Mais où était donc passée leur mère?

Question accessoire: où était donc leur père?

Quel est ce désespoir qui les a conduits à s’enfuir de chez eux? A vouloir même quitter le pays où ils sont nés?

Cette autre image, il y a bien des années, dans un quartier très, très, huppé de Rabat. Elle buvait de sa bouteille de Sidi Ali, ce qui était encore disponible dans la maison. En bas, dans le jardin, au milieu des invités qui commençaient à affluer, des buffets à n’en plus finir. Oui: des.

Et, des jours durant auparavant, un frigo vide. Mais vide, à en avoir véritablement faim. Sa mère y avait soigneusement veillé.

Et là, après avoir bu de sa bouteille de Sidi Ali, elle devait descendre, saluer les invités et faire bonne figure, tout en prenant le soin de ne pas se jeter sur un buffet, succulent, et le mot est faible.

Quelle est cette perversion-là? Comment qualifier ce que j’ai pu observer, depuis les coulisses où je me trouvais?

Voilà l’un de nos maux: le culte des apparences, qui oblige une bonne partie des hommes et des femmes de cette société à mentir, à dissimuler des tares inavouables, pour paraître sous un jour jugé meilleur.

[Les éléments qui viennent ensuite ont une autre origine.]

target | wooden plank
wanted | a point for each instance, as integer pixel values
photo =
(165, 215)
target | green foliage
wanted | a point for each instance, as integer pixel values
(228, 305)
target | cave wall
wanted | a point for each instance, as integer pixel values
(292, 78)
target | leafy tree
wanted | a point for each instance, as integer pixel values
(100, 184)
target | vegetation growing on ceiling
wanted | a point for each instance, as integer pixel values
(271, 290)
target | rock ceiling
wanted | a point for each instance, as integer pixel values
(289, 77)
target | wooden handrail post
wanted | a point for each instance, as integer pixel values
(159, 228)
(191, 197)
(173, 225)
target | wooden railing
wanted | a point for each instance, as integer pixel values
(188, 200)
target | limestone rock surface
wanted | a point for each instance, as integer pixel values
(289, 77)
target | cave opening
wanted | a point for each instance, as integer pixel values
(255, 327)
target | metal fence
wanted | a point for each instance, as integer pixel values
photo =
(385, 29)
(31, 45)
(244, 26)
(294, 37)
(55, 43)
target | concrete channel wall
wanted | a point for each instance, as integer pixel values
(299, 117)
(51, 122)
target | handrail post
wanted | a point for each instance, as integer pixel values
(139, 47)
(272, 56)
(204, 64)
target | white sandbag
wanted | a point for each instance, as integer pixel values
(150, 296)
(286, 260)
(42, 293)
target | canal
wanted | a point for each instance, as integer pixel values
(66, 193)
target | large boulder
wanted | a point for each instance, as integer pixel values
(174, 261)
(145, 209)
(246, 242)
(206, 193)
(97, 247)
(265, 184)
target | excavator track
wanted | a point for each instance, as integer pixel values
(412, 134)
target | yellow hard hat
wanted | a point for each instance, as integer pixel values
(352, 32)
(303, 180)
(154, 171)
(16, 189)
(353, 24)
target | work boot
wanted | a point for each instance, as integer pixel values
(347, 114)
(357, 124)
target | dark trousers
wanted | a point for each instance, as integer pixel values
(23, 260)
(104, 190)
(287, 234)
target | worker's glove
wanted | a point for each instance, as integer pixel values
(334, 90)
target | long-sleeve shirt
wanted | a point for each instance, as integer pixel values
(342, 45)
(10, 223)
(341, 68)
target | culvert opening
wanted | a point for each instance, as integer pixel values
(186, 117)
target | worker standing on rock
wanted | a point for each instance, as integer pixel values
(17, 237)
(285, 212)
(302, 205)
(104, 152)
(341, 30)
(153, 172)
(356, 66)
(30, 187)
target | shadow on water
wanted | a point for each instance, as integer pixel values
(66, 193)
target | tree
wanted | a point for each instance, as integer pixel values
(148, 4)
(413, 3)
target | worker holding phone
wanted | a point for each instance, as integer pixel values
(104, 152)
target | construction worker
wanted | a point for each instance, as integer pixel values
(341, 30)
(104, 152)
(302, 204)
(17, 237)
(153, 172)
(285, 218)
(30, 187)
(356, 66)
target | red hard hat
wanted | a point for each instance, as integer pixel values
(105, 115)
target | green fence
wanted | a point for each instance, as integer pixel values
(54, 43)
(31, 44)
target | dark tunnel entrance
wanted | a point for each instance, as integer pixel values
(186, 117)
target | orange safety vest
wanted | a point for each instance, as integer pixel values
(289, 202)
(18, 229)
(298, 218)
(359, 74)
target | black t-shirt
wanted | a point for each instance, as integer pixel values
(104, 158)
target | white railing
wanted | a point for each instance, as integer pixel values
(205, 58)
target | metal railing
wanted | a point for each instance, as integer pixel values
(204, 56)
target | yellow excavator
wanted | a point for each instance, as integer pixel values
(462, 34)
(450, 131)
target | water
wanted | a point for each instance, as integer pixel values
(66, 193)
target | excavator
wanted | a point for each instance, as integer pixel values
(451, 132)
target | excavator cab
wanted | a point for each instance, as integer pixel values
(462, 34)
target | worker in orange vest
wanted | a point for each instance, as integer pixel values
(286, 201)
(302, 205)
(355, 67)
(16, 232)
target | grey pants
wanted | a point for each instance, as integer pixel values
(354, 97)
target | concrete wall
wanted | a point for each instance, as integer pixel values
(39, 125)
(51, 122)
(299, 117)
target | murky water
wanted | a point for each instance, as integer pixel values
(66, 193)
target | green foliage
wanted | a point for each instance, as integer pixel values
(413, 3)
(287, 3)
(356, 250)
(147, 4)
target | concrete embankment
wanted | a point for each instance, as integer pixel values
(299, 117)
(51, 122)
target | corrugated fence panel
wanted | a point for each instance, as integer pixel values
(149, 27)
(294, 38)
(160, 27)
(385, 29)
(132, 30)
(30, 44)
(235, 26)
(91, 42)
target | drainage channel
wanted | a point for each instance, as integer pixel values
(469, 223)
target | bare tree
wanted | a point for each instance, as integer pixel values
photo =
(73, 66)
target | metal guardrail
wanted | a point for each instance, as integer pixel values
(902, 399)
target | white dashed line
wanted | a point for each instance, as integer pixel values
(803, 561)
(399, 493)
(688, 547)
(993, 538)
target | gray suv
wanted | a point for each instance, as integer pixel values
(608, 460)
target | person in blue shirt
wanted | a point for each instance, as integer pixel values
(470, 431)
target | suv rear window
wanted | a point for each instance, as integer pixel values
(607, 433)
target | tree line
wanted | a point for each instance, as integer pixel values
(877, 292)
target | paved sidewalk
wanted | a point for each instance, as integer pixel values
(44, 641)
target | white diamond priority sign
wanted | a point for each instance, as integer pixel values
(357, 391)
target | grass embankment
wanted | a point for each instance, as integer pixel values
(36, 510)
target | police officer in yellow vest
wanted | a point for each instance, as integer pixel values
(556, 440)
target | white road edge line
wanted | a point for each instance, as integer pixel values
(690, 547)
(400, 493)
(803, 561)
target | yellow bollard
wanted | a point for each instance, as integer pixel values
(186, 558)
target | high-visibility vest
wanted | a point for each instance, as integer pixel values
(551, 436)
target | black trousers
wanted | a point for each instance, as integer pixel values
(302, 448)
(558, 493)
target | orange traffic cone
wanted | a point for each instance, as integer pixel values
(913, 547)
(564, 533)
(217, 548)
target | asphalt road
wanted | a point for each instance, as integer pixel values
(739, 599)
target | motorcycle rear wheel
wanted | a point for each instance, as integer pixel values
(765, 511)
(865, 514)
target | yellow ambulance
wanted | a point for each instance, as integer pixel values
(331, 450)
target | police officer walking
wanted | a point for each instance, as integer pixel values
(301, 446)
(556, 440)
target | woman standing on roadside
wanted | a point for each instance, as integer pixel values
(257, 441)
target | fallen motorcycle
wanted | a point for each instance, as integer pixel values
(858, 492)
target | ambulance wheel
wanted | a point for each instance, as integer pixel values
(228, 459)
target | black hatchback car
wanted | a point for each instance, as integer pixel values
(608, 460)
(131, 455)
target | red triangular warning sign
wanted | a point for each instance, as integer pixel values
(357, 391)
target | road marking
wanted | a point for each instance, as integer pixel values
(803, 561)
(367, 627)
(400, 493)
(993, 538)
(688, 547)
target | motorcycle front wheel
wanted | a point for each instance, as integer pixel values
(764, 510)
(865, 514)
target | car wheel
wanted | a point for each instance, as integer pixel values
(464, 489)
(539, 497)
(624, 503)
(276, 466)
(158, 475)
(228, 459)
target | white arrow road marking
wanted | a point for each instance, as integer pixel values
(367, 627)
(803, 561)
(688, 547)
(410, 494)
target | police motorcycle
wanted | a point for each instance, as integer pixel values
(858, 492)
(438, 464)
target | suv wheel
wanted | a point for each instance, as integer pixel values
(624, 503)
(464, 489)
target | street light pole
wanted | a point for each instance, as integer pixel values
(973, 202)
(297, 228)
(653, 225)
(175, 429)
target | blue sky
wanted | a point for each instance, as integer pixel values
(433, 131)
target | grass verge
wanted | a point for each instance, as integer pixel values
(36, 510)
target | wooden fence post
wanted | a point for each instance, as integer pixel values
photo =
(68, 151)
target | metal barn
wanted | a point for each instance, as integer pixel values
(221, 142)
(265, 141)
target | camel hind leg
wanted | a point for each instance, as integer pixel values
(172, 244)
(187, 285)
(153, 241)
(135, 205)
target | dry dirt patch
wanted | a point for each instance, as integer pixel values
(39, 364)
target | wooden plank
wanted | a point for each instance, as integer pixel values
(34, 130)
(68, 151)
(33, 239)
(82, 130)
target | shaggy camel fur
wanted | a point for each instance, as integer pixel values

A la racine de ce mal, une béance: aucun amour, voire de la haine entre soi, qui nous tue à petit feu.

Jamila, tu ne m’as pas aimée, tu ne m’aimeras jamais, tu en es incapable.

J’ai préféré, après bien des hésitations, couper court, et aujourd’hui mon deuil est fait.

Ma compréhension est totale, je suis édifiée de ce que tu es.

Et je le sais, tu n’es qu’une parmi des millions.

Une, parmi des millions de femmes blessées, qui ont tout de même voulu enfanter.

Cela n’excuse pas ce que tu as pu me faire, en toute conscience.

Non, les mères ne sont pas à sacraliser.

Pas plus que les pères ne sont à révérer.

Soyons ce que nous voulons être, et si nous sommes blessés, ne nous plions pas à ce diktat d’une adulation parentale obligée, ravalée au rang de tradition, qui nous bloque et nous bride.

Existons.

Soignons aussi nos plaies, car pour la plupart, nous traînons en nous d’immenses blessures.